Goosegog: British slang for gooseberry, the round, slightly fuzzy, green or red sour fruit that grows on thorny bushes. It is derived from the goose in gooseberry + gog, a variant of gob meaning a mouth, mouthful or lump. Folk etymologies for the name of the fruit are inconclusive, none actually explaining “why goose?” in relation to the berry. Whatever their meaning, they grow in my garden as you can see below in the photo taken last summer.
Gooseberry is also a name for a fool, so appropriate as we approach April 1st. Fool has an alternate meaning as a creamy dessert, a conceit from an earlier time when sweets were given nonsensical names. Perhaps by coincidence, gooseberries make a classic British fool, or, if we’re being fanciful, a fool’s fool. That leads me to one of my favorite quotations from the Bard and a conundrum – is a fool foolish?
A fool thinks himself to be wise, but a wise man knows himself to be a fool.
– William Shakespeare, As You Like It, Act 5 Scene 1
Layered Gooseberry Fool
I’ve used the last of my frozen gooseberries – both red and green – for this dessert, making space in the freezer for this year’s crop. And, instead of stewing gooseberries, as most recipes indicate, I make a smoother, richer gooseberry curd before folding into the whipped cream to make this bi-colored fool.
- 2 cups frozen green gooseberries
- 2 cups frozen red gooseberries plus 1/2 cup loganberries or raspberries
Without defrosting, put the green gooseberries in a pot, keeping the red gooseberries (+ loganberries/raspberries) in reserve.
Turn the heat on medium and stew the gooseberries until they have burst, mashing them a little to extract the juices. Continue cooking for about 2 minutes.
Turn off heat and press through a fine meshed sieve. Reserve the juices and pulp. Discard the seeds, skin & other solids.
Now do the same for the red gooseberries, adding the loganberries or raspberries to make the juice. This will enhance the red color of the finished juice. Keep each batch separate – green and red.
The Gooseberry Curd
- 3/4 cup juice from strained mashed stewed gooseberries (either the green or the red, separate, not mixed)
- 2 oz. butter (1/2 stick), cut into small pieces
- 1/2 cup sugar
- 2 large eggs, beaten
The red and green gooseberry curds will be made separately. The ingredients listed above are for one batch of curd. It will need to be repeated with the second batch of gooseberry curd. You will have two curds – one green gooseberry, the other red gooseberry.
Assemble all but the eggs into a saucepan and heat until sugar dissolves and the butter melts. Spoon a little of the gooseberry mixture into the beaten egg to temper – mix. With a whisk, beat the gooseberry mixture while pouring in the tempered egg. Continue to whisk until the egg has been incorporated and the mixture begins to thicken. Lower the heat and continue cooking and stirring for another 3 to 4 minutes for a smooth curd. While still hot, put it through a sieve to remove any bits of egg whites. The curd will get slightly thicker as it cools.
Serves about 6
- Green gooseberry curd (above – approximately 1-1/4 to 1-1/2 cups)
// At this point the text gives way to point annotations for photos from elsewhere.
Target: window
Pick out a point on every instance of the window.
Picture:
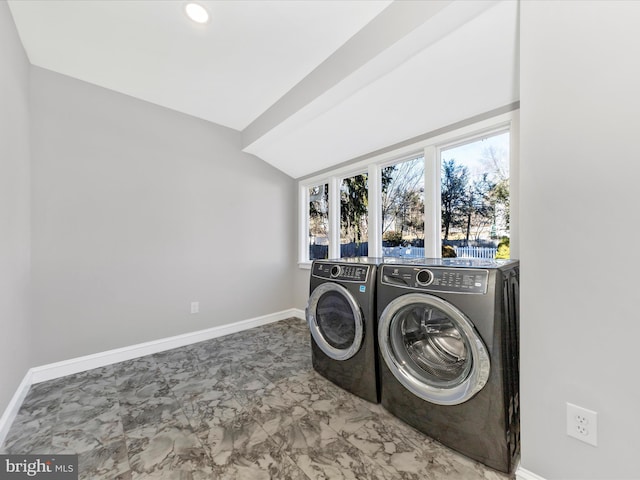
(403, 208)
(446, 195)
(474, 194)
(318, 214)
(354, 201)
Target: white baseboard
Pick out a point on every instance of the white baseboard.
(11, 411)
(524, 474)
(102, 359)
(109, 357)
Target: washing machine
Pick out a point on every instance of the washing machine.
(341, 315)
(449, 353)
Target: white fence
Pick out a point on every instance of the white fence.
(461, 252)
(476, 252)
(412, 252)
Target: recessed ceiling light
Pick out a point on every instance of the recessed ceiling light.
(197, 12)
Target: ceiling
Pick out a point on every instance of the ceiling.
(310, 84)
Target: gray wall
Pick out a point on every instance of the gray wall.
(579, 209)
(14, 209)
(139, 210)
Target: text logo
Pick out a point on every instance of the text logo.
(50, 467)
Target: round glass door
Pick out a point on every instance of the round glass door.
(335, 321)
(433, 349)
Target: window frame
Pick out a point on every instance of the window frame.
(430, 147)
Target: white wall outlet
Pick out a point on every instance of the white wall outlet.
(582, 424)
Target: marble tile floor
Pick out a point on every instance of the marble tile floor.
(244, 406)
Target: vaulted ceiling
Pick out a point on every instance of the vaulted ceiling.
(310, 84)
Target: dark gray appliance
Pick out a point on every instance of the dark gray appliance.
(449, 353)
(341, 315)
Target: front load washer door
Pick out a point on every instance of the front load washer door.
(433, 349)
(335, 321)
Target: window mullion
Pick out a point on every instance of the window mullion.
(432, 242)
(375, 211)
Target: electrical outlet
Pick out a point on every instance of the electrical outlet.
(582, 424)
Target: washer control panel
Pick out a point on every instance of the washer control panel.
(437, 279)
(342, 272)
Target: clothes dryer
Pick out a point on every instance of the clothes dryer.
(448, 344)
(341, 315)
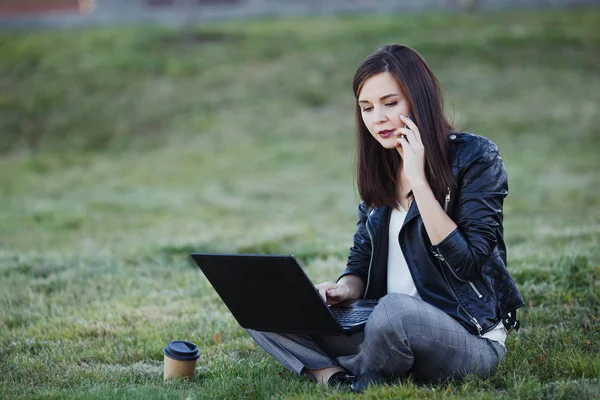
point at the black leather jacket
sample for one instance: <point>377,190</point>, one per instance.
<point>465,274</point>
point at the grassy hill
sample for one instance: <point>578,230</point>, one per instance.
<point>124,149</point>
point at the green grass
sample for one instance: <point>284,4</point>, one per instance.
<point>123,149</point>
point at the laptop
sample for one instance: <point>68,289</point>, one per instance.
<point>272,293</point>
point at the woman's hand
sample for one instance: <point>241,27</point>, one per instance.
<point>412,152</point>
<point>333,293</point>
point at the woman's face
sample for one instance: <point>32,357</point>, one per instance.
<point>381,102</point>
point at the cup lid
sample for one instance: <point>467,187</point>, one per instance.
<point>181,350</point>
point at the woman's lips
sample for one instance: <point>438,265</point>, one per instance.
<point>386,134</point>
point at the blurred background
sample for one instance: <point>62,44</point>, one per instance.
<point>135,132</point>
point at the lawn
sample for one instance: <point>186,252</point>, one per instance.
<point>124,149</point>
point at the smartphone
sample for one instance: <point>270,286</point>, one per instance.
<point>410,116</point>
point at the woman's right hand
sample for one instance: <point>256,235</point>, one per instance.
<point>333,293</point>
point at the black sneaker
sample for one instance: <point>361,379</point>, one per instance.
<point>341,378</point>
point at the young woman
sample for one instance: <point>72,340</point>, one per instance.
<point>428,243</point>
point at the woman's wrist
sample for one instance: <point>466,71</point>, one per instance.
<point>355,286</point>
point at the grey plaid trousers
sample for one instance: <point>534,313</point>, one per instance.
<point>404,334</point>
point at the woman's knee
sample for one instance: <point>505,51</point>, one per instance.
<point>392,316</point>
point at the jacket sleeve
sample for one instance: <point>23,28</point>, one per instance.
<point>477,214</point>
<point>360,252</point>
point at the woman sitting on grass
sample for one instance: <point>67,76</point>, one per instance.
<point>428,244</point>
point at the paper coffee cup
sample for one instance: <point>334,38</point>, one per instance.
<point>180,359</point>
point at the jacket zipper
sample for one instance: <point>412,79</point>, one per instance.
<point>479,328</point>
<point>477,292</point>
<point>371,260</point>
<point>472,318</point>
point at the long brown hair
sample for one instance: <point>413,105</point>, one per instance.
<point>376,166</point>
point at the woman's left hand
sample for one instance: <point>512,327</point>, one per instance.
<point>412,152</point>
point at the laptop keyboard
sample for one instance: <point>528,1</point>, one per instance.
<point>349,316</point>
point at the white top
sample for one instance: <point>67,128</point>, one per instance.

- Red gooseberry curd (same as the green gooseberry curd)
- 2 cups Heavy cream
Place each of the curds in their own bowl. the curd should be at room temperature when making the fool. Whip the cream until peaks form. Divide the cream in half and fold into the curds. You will have two gooseberry creams – one pinky-red, the other pale yellow-green.
Carefully layer the green gooseberry cream into the bottom quarter of a tall stemmed glass. I used a piping bag which allowed me to easily reach into the glass interior. Follow this by the red gooseberry cream, then another layer of green, followed by the top layer of red.
Cover the top with clingfilm (= SaranWrap) and chill. Serve with long handled ice tea spoons.